Overview and Goals

Much of crystallographic data analysis is handled using a series of software suites and commandline tools. This practice has greatly simplified the routine processing of diffraction images to determine new structures. However, it has made it difficult to develop new crystallographic methods and analyses. In order to develop a custom method or analysis it is necessary to familiarize oneself with a large library that can be difficult to integrate with other existing tools and libraries.

The goal of reciprocalspaceship is to make it easy to work with crystallographic data in Python. Reflection data from a diffraction experiment is inherently tabular – integrated intensities with associated HKL indices and metadata – and can be represented well in a pandas.DataFrame. Our library extends this idea further by making these DataFrames crystallographically-aware.

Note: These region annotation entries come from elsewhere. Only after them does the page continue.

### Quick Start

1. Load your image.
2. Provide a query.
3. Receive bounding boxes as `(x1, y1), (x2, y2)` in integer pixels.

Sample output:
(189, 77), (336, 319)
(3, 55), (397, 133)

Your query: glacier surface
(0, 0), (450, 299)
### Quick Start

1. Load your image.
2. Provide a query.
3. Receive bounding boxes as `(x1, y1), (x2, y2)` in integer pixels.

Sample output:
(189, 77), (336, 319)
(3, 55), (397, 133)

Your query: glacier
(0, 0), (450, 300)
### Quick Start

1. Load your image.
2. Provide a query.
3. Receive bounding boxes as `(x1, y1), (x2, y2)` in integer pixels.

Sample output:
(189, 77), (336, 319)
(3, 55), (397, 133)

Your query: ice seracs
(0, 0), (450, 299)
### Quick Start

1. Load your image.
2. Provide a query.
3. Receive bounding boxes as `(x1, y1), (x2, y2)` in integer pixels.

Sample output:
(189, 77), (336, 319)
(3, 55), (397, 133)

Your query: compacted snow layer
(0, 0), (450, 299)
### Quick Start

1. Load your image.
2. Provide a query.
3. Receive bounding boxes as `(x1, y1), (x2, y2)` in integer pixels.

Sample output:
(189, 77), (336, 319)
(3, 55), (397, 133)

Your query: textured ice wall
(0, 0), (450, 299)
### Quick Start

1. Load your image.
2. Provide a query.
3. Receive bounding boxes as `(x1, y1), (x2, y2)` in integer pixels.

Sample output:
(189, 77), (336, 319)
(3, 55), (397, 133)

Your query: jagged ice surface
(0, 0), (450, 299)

By calling import reciprocalspaceship as rs you get access to rs.DataSet, which enables the use of HKL indices, space groups, unit cell parameters, and symmetry operations to manipulate reflection data. Many common routines, such as applying symmetry operations or mapping reflections to the reciprocal space asymmetric unit are already implemented as built-in methods. Perhaps most importantly, rs.DataSet objects make it easy to use modern scientific computing libraries to support new methods and analyses, and can be used to write new analysis pipelines in a convenient and performant way without sacrificing reproducibility.